В видении Лосева Афонский спор есть один из необходимых моментов догматического движения в Церкви. И этот вопрос, по его мнению, хотя и в неявной форме, неоднократно обсуждался в Церкви, начиная от апостола Ермы[62]. В философских тезисах имяславия А.Ф. Лосев писал: «Диалектическое место имени сразу неясно в учении о пресв. Троице потому, что не было соответствующего догматического закрепления этого места, подобно тому, как нет до сих пор догматического закрепления софийного начала, как не было до соборов XIV в. догматического закрепления момента Световой Энергии, как не было в свое время, наконец, догматического закрепления места и смысла самого триединства, а был просто Христос, Сын Божий, и очень неясные намеки на долженствующие тут быть диалектические уточнения»[63].

Для самого же Лосева имяславие, как и исихазм (паламизм), – необходимые моменты православного вероучения и опыта. В «Очерках античного символизма и мифологии» он прямо утверждает: «Итак, омоусианство, дифизитство, иконопочитание, исихазм и имяславие (которое я предлагаю называть по-гречески ономатодоксией) суть единое православно-восточное, византийско-московское, мистико-символическое и диалектико-мифологическое учение и опыт. Арианство, монофизитство и монофелитство, иконоборчество, варлаамитство и имяборчество (ономатомахия) есть единое безбожное мировоззрение и опыт, которому трижды анафема да будет, купно с эллинством, латинством и западным возрожденским басурманством»[64].

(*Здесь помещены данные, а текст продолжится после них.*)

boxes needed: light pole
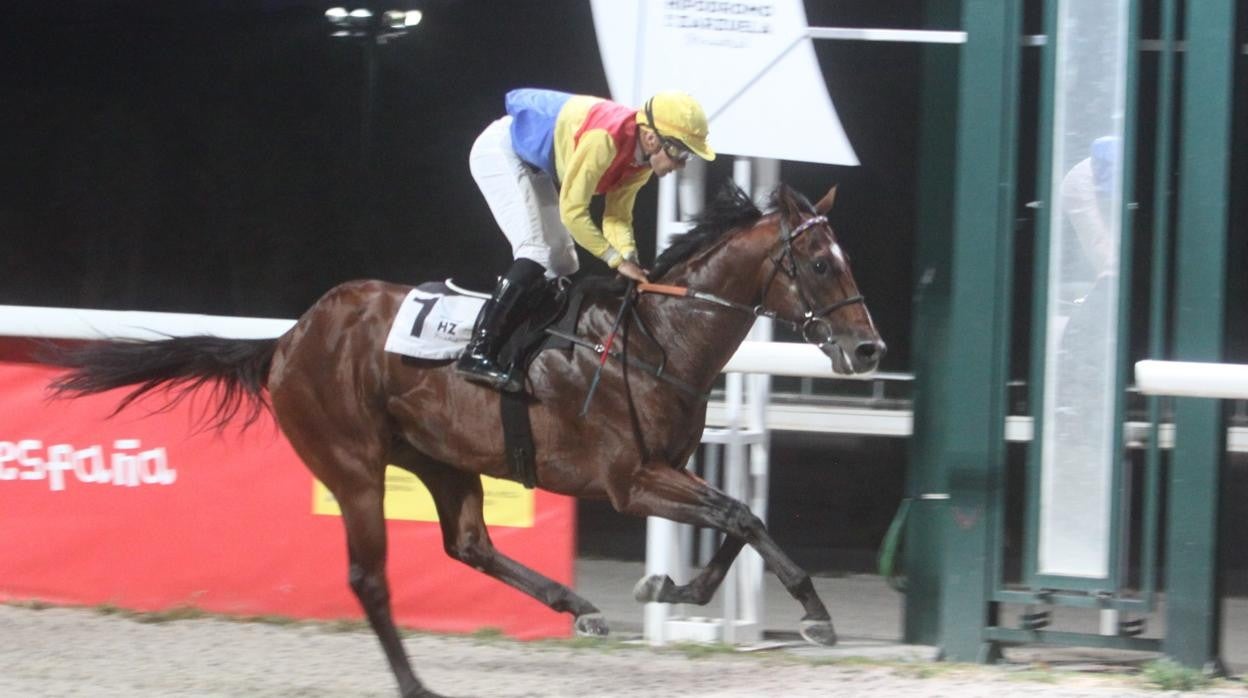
[325,5,423,169]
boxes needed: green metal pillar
[904,0,959,648]
[1163,0,1235,672]
[907,0,1020,660]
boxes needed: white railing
[0,305,292,341]
[1135,359,1248,399]
[0,304,873,369]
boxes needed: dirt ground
[2,604,1245,698]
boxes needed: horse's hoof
[633,574,675,603]
[800,619,838,647]
[575,612,609,637]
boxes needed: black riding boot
[455,258,545,391]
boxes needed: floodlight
[325,7,348,24]
[382,9,423,29]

Такое признание означает, в свою очередь, что тот же православный духовный опыт Богообщения, который опровергает иконоборцев и варлаамитов, опровергает и имяборцев, и принятие позиции имяборчества имеет те же следствия для духовной жизни, что и принятие иконоборчества и варлаамизма. Если общение с Богом возможно, развивает данный тезис Лосев, то Бог именуем и тогда имена Божии не просто звуки, но – «сила и умное проявление Божие». Если же имена – это только звуки, то, подобно случаю с иконами, почитаемыми в иконоборчестве как идолы, или случаю с Фаворским Светом, признаваемым в варлаамизме как тварь, подобное имяборчество, ведет, по убеждению Лосева, к позитивизму и безбожию. Сказать, что «Имя не Бог», т.е. отвергнуть основной постулат имяславия, означает, в его представлении, фактически разрушить «устои» православия – один или даже все сразу[65]. Признав, что «Имя есть только звук, а не сам Бог», нельзя соответственно оставаться православным»[66].

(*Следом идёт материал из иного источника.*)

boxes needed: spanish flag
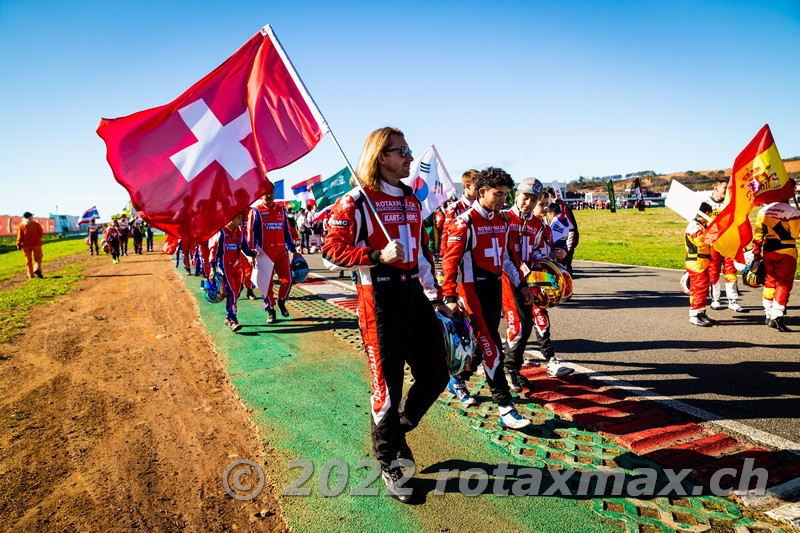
[705,124,792,260]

При обосновании имяславия как православного учения А.Ф. Лосев обращает внимание на сходство данной ситуации с аналогичной ситуацией обоснования в исихазме, заключающейся в трудности истолкования факта «субъективной видимости» явленного онтологического события. По убеждению Лосева, «если субъективная видимость Света не помешала Паламе считать Свет нетварным и – энергийно (т.е. не субстанционально, не сущностно) – самим Богом», то ничто не мешает также и «произносимость» Имени Божия и его «субъективно-человеческую данность» в звуках, буквах, понимании и переживании совмещать с «нетварной и божественной природой самого Имени по себе»[67].

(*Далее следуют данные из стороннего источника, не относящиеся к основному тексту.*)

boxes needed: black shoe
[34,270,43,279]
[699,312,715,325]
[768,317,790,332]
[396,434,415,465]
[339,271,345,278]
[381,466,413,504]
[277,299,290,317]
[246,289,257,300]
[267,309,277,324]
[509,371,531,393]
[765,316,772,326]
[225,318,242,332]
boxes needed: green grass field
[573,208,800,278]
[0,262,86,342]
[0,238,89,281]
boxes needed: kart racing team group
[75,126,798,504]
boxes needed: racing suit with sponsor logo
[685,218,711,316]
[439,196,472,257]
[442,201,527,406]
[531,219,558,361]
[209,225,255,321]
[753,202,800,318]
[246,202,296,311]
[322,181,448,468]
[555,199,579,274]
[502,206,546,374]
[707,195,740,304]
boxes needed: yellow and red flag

Мотив иррелевантности субъективного начала при явленности онтологического события развивается Лосевым также при сопоставлении Имени как энергии с другими родственными по природе событиями и явлениями – образом, светом, славой. Так, отождествляя образ, свет и имя, он замечает: «Образ=свет=имя… Все это – одно и то же. Тут везде предполагается субъективность. И раз эта субъективность не мешала там, то не помешает и нам… Все это есть энергия Бога и виды ее… Свет есть энергия непосредственного осмысления… Имя есть энергия сознательного осмысления… »[68]. Сравнивая далее типы энергийности славы и Имени Божия (а оба они есть «выявление Божественной сущности»), Лосев видит их различие в том, что слава есть «явление объективно-божественное», а Имя – «явление объективно-божественное, узнанное и формулированное человеком и доступное к участию в нем человеческого естества»[69], что не может не предполагать момента субъективности. 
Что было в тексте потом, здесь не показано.